La parole est à Mme Nicole Dubré-Chirat.
L’article que nous abordons est très important : il crée une clause de conscience individuelle pour tout soignant, médecin ou infirmier, dans le cadre de la procédure d’aide à mourir. Il demande au soignant de faire son choix de façon autonome – c’est une liberté –, d’en informer le malade qui le sollicite et, le cas échéant, d’orienter cette personne vers un confrère qui accepte de l’accompagner dans le cadre de cette procédure. L’autonomie des soignants répond à celle des personnes malades, libres de demander l’aide à mourir. Cette disposition cruciale assure donc l’équilibre du texte.Une telle clause ne peut être invoquée par les pharmaciens : il n’est pas possible de refuser de délivrer un produit médical. Un avis du Conseil d’État précise que les missions des pharmaciens « ne concourent pas de manière suffisamment directe à l’aide à mourir pour risquer de porter atteinte à [leur] […]

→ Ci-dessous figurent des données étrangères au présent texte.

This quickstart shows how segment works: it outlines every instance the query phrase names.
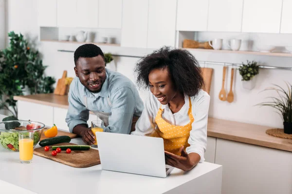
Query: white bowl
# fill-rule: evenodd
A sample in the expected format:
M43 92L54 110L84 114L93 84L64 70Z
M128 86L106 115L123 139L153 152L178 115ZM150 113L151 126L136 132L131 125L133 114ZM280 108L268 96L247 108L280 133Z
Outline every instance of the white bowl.
M291 53L292 53L292 47L286 47L285 48Z
M257 49L261 52L270 52L275 48L276 47L272 45L257 45Z

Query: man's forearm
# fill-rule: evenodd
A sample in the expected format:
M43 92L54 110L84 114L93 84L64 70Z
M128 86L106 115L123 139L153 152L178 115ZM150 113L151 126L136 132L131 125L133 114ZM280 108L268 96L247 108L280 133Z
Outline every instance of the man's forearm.
M88 129L87 126L85 124L80 124L76 125L75 126L74 128L73 128L73 133L76 134L76 135L81 136L81 132L83 130L85 130Z

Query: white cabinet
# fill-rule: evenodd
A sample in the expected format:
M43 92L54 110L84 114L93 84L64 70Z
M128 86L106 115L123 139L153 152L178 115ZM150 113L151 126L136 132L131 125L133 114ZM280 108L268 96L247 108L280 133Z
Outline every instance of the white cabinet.
M54 123L58 129L69 131L69 128L65 121L67 111L66 109L54 107Z
M53 125L53 107L18 100L17 108L19 120L31 120L40 122L48 126Z
M147 47L148 0L123 0L122 47Z
M174 47L176 7L177 0L149 0L147 48Z
M98 27L122 28L122 0L99 0Z
M207 137L207 148L205 152L205 161L215 163L215 152L216 151L216 138L212 137Z
M77 0L57 0L57 25L60 27L76 27Z
M241 31L243 0L209 0L208 31Z
M178 0L176 30L207 31L209 0Z
M281 33L292 33L292 0L283 0L282 18L281 19Z
M56 27L57 0L38 0L37 19L39 26Z
M292 153L217 138L222 193L292 194Z
M244 0L242 32L279 33L282 0Z
M98 0L77 0L76 27L98 28Z

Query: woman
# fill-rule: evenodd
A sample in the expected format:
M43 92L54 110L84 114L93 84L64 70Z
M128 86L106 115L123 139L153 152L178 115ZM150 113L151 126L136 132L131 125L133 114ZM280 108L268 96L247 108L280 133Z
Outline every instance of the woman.
M164 47L141 59L135 72L152 94L131 134L162 138L167 164L188 171L204 161L210 96L195 57Z

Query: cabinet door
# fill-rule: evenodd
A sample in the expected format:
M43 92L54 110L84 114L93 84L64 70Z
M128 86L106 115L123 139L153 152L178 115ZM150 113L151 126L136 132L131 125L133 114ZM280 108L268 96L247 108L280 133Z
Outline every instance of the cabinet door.
M56 0L38 0L37 3L38 26L56 27L57 25Z
M242 32L279 33L281 11L281 0L244 0Z
M216 138L212 137L207 138L207 148L204 157L205 161L215 163L215 152L216 151Z
M292 153L217 138L222 193L292 194Z
M68 110L60 108L54 107L54 123L58 129L69 131L69 128L65 121Z
M48 126L53 124L53 107L18 100L17 107L19 120L40 122Z
M208 31L241 32L243 0L209 0Z
M147 47L174 47L177 0L149 0ZM167 6L165 6L167 5Z
M122 47L147 47L148 0L123 0Z
M99 0L98 27L122 28L122 0Z
M207 31L208 5L209 0L178 0L176 30Z
M58 27L75 28L77 0L57 0L57 24Z
M76 27L98 27L98 0L77 0Z
M292 33L292 0L283 0L282 18L281 19L281 33Z

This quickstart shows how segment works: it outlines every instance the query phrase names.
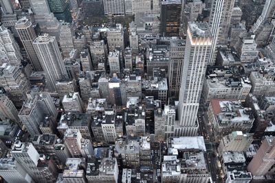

La parole est à M. René Pilato.
Je suis d’accord avec ce qui vient d’être dit : la clause de conscience ne peut pas être collective. Imaginez un instant qu’aux termes de la loi de 1905, on puisse parler de liberté de conscience collective. Cela n’aurait pas de sens. Vous n’obligerez personne à croire ou à ne pas croire de force. L’expression « clause de conscience » renvoie au choix libre et éclairé d’une seule personne. (M. Pierre Meurin proteste.) Par conséquent, pardonnez-moi de vous le dire, collègues, mais une clause de conscience collective s’apparente au fonctionnement d’une secte. (Exclamations sur quelques bancs du groupe UDR.) On n’a pas le droit d’invoquer une telle clause, ce n’est pas possible !J’insiste : la proposition de loi que nous sommes en train de construire a été patiemment élaborée, elle a fait l’objet de six lectures et d’une commission spéciale. Elle réserve à chaque soignant ou professionnel […]
De laïcité, vraiment ?
La parole est à Mme Justine Gruet.
En ce qui concerne la clause de conscience, je souhaite mettre en avant deux éléments.Le premier, souligné par d’autres collègues, porte sur l’absence d’une telle clause pour les pharmaciens, qui seraient pourtant conduits à délivrer un produit mortel en leur qualité de professionnels de santé.Le second concerne l’impossibilité, pour un établissement de santé ou un service, de faire valoir une clause de conscience collective. Si certaines valeurs sont inscrites dans le projet d’établissement, le respect devrait aller dans les deux sens. Certains professionnels font le choix d’une prise en charge collective et d’un accompagnement excluant tout recours à l’aide à mourir, pour des raisons qui peuvent aller au-delà de la religion d’ailleurs. Il importe de ne pas mettre en difficulté les professionnels en soins palliatifs – je tiens à saluer leur engagement –, dont certains ont coconstruit […]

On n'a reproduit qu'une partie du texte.